Ask the over 150,000 people infected in Italy if they really care about the President and his agenda — they are too sick to answer you right now. It is very real and not a distraction to discredit the President of the U.S.A. To think so at this point demonstrates a remarkable solipsism.
Fourth, the reaction of shutting things down and cancelling things due to COVID-19 is not an overreaction. Again, ask the people of Italy who did this far too late as this virus ravaged their land while they did nothing.
Yes, we did not have the St. Patrick’s Day Parade, but hopefully we will not have more of a pandemic ravaging New York City. Check history — read about Philadelphia in 1918 in the height of the Spanish flu to see if parades are a smart idea during a viral pandemic!
Fifth, the Church in the Diocese of Rome and any other dioceses in the world that choose to cancel public Masses or suspend the obligation for Sunday Mass due to the very real threat of spreading COVID-19 are not unbelieving heathens.

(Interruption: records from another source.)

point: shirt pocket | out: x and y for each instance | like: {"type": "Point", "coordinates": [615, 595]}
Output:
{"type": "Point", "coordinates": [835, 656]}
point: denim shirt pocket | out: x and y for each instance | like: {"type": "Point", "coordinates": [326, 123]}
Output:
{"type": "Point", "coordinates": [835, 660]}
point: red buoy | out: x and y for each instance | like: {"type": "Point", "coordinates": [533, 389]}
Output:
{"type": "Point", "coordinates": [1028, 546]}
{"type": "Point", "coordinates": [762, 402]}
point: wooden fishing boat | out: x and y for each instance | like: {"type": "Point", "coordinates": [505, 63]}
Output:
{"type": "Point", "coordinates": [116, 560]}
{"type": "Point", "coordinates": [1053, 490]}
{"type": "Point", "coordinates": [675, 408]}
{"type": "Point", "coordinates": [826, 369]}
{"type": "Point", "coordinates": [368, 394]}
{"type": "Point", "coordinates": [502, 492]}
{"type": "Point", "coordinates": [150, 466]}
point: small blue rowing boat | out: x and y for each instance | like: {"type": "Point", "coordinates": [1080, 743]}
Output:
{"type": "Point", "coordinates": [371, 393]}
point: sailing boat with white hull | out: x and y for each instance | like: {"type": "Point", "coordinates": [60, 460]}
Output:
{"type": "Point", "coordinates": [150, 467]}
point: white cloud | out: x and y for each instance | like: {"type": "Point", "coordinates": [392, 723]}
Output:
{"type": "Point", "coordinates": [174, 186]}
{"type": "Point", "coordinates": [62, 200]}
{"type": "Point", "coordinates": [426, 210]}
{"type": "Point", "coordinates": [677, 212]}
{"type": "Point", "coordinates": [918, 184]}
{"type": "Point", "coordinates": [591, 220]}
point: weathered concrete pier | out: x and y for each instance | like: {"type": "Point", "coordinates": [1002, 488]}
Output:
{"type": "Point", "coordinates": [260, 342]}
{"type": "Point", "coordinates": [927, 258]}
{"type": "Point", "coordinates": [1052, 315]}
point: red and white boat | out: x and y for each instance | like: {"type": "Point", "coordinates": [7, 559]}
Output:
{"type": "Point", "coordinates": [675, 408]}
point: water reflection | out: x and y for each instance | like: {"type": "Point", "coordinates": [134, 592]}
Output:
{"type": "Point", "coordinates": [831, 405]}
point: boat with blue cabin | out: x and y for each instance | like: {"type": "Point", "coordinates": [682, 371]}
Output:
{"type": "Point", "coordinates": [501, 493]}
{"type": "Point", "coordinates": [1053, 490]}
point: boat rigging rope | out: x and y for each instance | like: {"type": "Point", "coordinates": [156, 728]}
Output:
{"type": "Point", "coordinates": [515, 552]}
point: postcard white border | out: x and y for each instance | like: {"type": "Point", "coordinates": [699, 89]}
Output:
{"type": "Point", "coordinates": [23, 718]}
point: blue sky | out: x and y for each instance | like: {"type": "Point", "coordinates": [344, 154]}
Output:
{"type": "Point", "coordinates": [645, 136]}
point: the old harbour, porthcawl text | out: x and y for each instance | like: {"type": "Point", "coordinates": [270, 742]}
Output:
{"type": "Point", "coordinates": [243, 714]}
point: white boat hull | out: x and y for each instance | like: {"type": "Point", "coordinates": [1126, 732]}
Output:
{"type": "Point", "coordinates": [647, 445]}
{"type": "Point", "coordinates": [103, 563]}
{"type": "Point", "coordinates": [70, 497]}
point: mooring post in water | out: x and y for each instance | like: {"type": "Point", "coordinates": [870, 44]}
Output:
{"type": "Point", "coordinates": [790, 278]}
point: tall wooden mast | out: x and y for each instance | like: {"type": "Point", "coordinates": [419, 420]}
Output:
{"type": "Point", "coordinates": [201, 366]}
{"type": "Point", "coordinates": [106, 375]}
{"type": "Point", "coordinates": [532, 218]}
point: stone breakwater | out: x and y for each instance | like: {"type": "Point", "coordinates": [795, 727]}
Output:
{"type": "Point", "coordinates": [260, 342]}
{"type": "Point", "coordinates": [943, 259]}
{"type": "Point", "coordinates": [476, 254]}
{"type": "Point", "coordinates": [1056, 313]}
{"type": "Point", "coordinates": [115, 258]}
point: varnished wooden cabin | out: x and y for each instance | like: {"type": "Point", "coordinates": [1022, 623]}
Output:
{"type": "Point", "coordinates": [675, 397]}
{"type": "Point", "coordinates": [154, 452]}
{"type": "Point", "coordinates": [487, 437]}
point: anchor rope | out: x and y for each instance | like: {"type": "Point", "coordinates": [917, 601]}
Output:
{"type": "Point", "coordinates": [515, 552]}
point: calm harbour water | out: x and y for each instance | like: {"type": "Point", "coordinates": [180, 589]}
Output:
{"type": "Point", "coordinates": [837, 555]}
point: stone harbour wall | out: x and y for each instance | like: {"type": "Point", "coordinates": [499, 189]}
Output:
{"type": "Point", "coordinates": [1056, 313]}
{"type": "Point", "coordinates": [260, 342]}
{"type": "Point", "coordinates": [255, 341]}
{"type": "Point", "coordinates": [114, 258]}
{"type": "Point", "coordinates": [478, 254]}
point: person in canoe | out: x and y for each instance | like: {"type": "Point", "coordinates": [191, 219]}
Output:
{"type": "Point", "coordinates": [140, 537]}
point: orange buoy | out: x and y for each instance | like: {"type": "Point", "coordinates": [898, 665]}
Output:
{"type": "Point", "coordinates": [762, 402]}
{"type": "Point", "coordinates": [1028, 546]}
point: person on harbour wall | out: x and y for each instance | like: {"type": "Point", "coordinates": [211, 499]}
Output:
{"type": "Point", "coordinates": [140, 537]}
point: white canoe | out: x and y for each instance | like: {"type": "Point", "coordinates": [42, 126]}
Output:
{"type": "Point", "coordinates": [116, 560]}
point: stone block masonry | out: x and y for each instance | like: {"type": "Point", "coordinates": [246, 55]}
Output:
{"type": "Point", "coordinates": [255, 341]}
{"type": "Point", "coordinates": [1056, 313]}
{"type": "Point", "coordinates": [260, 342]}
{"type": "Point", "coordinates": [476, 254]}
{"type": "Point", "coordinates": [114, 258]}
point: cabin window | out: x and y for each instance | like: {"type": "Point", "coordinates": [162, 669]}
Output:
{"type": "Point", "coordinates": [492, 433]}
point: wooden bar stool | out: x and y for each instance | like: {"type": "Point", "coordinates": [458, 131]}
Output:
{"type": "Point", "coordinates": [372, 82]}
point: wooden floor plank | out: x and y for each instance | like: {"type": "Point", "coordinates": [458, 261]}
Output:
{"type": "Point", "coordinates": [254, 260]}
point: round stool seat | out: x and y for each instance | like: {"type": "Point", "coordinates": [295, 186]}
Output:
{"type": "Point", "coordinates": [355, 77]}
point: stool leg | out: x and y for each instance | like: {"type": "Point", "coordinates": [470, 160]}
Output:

Last week, the Superintendent of Schools Thomas Chadzutko announced that all elementary Catholic academies and parish schools within the Diocese of Brooklyn will be closed from Monday, March 16, to Friday, April 20.
The diocese announced Saturday March 14 the cancellation of all public Masses in Brooklyn and Queens beginning Monday, March 16, amid continuing concern about the coronavirus epidemic.
“The faithful of the diocese are reminded that the Bishop has already issued a dispensation from the obligation to attend Mass on Sunday. The obligation to keep the Lord’s Day holy can be fulfilled by maintaining a prayerful attitude and through personal and family prayer,” the statement said.
They have made a wise pastoral decision to care for their people. True, the Lord will never get you sick, but sick people will.
This is a very real worldwide threat. People are ill. People are under lockdown in their residences, including our Brooklyn priests who teach, work, or study in Rome. This is not a minor thing. We should not fall into panic, but we must take it seriously.
Pray for an end to this illness, for those who are ill, and for those who care for them. Pray for all of us in this human community because this is a life-changing event.